Well, I never thought I would get “deeper truths about the human condition” since that’s a squishy proposition. It’s vague and about as reliable as hearing “I’ll call ya” after a so-so date. I did, however, see some very fine work by artists I did not know.
The show has three other galleries; two of them on “Expressionism” and “New Objectivity”, broad movements that have nothing to do with self-portraiture. These rooms blur rather than focus the them. The other gallery has work by Paula Moderson-Becker and Kathe Kollwitz. Kollwitz’s works “do not aim to flatter but instead capture how her life experiences indelibly left their mark on her face and psyche”, the wall text says. Her self-portraits are called “searing”, which they’re not; they’re frank and strong but there’s no issue of her breaking gender stereotypes. They’re tough, raw, and angular and entirely consistent with the styles of male peers like Erich Heckel and Ernst Ludwig Kirchner.
Moderson-Becker’s self-portrait shows her pregnant. Was it ever displayed? Was it a gift to her husband? Or was it, like a very expectant Demi Moore’s photo on the front cover of Vanity Fair, a public sensation? This makes a difference in whether or not the picture was, as the curator states, provocative or an assault on “the accepted understanding of gender and motherhood”. The other self-portrait is a bust showing Moderson-Becker holding flowers, and that breaks no barriers.
We also don’t learn anything about her life, Kollwitz’s, or, with a couple of exceptions, anyone else’s. There are splendid work by Wilhelm Heise, Ludwig Meidner, and Rudolf Wacker. Who are they? What is Felix Nussbaum’s story? There are three self-portraits in the show, each is great, and we know he was in a death camp in 1940. Why are there two nearly identical portraits of Ferdinand Hodler? Are Wacker’s portrait and Otto Dix’s pendants? They are side by side, the same size, complementary poses, and done only a year apart.
I tend to be an ice cube of the WASP variety. I’d rather walk barefoot on molten glass than hear about “feelings” but at one point I actually yearned for Freud and Jung to rear their heads and toss their curls. This era and these places are all about explosive, intrusive ids and egos. As the radio ad said years ago, “enquiring minds want to know”.
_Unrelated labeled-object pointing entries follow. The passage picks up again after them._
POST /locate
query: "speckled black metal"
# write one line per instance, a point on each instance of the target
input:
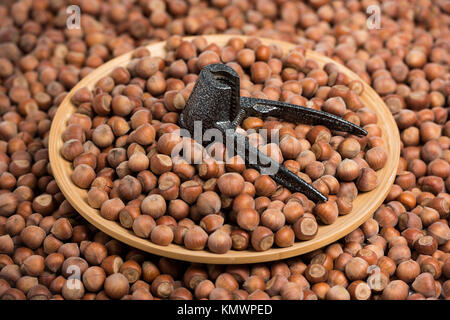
(216, 103)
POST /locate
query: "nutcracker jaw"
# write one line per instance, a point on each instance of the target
(216, 103)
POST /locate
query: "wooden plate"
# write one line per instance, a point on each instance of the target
(363, 206)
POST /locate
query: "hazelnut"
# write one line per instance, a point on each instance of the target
(262, 238)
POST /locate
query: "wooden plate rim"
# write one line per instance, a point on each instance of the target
(366, 203)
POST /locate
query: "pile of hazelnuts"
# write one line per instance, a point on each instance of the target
(122, 136)
(402, 253)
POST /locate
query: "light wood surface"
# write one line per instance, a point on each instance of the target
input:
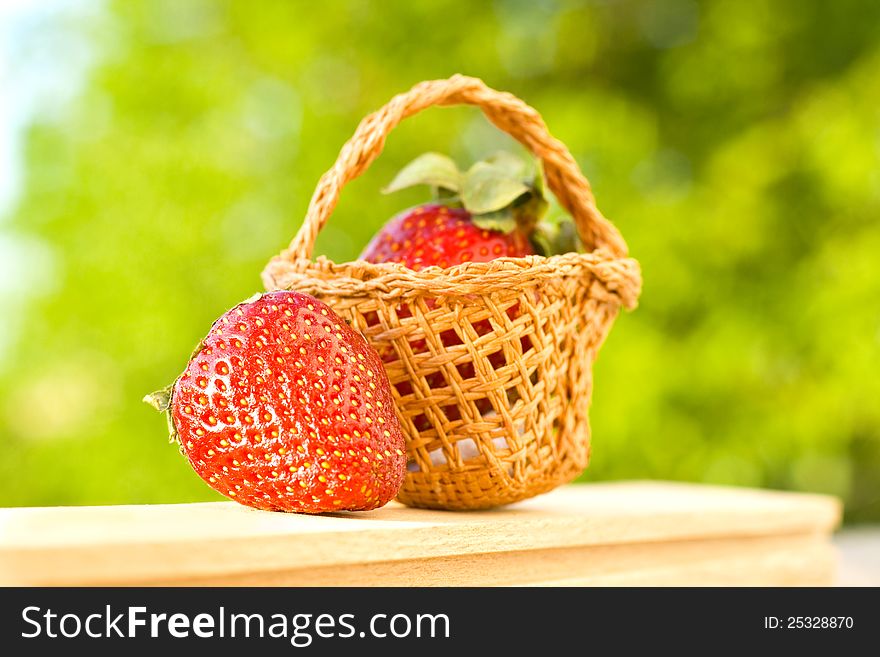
(604, 534)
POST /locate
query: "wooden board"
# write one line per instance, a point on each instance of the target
(621, 533)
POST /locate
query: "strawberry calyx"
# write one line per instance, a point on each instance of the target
(161, 401)
(502, 193)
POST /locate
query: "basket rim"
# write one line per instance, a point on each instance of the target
(619, 276)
I wouldn’t deter anyone from seeing either show. The art in both is the best. It looks especially good at the Neue Galerie, where everything has a comfortable, elegant Old World feel. The MoMA show has the MoMA look: cold, steely, sleek, and bright. That works for lots of things and it is part of the museum’s brand. Miró has a touch of the prehistoric cave painting, though, and those caves were warm, stony, rough and dark.